Justification for selection of Effect on developmental toxicity: via oral route:
The key study represents a guideline study conducted in accordance with GLP (reliability: 1). Furthermore the corresponding range-finding study and a previous study about development of rat are listed, which supports the findings of the key study (Toxicology Laboratories Limited, 1995). Moreover, a key study on rabbit developmental toxicity (teratogenicity) study and the corresponding range-finding study are presented.

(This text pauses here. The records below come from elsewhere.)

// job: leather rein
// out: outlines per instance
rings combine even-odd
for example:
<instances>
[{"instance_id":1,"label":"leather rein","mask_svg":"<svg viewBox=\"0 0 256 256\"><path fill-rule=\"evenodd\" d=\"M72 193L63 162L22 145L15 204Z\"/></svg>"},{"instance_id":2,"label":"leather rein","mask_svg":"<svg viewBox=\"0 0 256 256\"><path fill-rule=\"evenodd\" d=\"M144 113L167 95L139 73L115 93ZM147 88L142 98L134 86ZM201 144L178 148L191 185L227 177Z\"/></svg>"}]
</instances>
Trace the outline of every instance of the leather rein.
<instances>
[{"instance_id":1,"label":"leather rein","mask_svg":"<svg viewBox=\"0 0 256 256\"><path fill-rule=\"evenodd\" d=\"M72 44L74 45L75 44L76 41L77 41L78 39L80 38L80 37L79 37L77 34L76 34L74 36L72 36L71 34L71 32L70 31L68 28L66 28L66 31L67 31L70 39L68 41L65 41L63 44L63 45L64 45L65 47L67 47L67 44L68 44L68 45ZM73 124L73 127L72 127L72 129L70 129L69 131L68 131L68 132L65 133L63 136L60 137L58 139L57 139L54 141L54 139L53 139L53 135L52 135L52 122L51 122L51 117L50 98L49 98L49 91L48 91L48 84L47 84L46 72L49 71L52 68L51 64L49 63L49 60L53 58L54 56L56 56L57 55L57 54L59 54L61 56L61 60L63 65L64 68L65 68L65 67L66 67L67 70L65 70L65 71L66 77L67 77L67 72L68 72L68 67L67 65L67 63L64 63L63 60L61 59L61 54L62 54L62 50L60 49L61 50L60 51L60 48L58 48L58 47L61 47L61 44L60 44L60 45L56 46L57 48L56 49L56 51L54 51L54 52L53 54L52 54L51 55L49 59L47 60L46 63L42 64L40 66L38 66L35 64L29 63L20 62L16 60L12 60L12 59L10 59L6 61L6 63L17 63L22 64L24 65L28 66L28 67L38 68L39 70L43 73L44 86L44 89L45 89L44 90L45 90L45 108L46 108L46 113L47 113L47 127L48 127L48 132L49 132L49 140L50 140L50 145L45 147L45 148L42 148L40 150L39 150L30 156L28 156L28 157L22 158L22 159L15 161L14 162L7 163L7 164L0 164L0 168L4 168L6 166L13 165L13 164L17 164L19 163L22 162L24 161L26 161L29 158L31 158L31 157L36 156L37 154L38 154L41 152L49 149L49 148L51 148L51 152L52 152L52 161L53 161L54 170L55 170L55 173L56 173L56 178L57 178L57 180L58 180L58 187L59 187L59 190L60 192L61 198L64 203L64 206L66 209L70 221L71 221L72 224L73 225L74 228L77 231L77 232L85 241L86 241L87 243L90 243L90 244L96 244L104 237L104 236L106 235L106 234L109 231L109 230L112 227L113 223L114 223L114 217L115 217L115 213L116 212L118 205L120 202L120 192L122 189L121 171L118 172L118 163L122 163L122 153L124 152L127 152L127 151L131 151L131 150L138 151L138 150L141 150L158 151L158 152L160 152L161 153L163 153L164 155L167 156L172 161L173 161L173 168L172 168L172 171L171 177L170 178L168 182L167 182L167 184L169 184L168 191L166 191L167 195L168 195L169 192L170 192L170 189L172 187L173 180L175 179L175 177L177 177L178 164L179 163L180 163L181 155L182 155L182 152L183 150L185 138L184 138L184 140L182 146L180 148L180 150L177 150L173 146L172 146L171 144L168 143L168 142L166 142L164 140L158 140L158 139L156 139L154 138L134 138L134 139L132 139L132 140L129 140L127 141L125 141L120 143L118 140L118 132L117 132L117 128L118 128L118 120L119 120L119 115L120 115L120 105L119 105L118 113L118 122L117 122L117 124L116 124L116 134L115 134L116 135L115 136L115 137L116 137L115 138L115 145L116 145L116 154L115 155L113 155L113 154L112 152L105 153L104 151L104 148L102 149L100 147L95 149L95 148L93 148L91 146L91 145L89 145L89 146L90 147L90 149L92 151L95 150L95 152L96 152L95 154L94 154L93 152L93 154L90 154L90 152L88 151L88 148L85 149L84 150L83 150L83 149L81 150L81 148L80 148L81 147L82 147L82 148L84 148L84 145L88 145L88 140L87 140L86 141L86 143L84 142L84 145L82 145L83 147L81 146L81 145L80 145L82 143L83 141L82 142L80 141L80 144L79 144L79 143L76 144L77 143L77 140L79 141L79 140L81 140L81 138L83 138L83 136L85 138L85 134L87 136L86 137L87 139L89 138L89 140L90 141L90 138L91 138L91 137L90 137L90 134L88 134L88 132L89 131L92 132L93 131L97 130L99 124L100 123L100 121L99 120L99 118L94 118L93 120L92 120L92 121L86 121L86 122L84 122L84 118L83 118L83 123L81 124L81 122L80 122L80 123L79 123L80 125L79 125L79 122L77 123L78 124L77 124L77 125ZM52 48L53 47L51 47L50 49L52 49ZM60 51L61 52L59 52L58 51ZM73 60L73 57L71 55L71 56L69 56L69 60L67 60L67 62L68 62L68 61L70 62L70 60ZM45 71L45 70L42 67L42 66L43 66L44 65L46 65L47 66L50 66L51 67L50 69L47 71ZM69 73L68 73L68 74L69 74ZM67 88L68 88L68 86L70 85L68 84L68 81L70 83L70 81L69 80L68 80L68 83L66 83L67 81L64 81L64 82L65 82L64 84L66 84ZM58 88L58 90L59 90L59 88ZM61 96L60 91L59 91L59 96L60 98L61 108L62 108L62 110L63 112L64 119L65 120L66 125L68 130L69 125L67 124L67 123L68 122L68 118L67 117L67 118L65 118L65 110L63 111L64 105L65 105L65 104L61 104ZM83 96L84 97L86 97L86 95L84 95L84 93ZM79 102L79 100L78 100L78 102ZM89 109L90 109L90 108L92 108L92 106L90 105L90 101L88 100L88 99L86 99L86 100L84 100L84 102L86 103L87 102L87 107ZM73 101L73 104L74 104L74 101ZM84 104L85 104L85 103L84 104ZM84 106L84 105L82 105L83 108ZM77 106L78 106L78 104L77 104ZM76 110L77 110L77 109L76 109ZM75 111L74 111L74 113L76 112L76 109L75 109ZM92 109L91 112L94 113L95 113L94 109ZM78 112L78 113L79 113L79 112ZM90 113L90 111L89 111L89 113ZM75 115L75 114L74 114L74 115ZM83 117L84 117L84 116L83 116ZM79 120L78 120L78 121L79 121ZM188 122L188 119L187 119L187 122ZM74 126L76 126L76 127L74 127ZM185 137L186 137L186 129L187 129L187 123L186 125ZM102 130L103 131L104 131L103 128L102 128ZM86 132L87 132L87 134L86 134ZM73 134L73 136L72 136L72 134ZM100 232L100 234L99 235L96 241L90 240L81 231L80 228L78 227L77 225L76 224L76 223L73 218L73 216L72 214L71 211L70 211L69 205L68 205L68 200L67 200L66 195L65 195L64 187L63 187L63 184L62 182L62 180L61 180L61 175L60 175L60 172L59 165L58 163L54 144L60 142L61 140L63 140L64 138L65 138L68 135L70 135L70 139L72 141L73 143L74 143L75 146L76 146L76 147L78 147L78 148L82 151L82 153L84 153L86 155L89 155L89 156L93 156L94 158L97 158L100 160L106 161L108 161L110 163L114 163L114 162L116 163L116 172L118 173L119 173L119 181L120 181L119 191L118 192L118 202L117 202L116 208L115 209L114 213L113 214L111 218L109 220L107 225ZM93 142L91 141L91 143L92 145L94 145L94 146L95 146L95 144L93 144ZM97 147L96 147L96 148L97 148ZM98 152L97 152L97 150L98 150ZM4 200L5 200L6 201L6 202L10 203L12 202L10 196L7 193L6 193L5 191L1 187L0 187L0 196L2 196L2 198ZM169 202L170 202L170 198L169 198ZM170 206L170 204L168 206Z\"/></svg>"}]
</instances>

Justification for classification or non-classification

Since Bronopol caused no developmental toxicity and teratogenicity in the rat in a developmental toxicity study according to EPA OPP 83-3 (Prenatal Developmental Toxicity Study) and due to the fact that no apparent adverse effects on reproductive organs or fertility were observed in rats in a subchronic study according to according to the SOP of the International Research and Development Corporation (IRDC), Bronopol is considered not to cause damage to the unborn child and is not subject to classification according to Directive 67/548/EEC and Regulation 1272/2008/EC.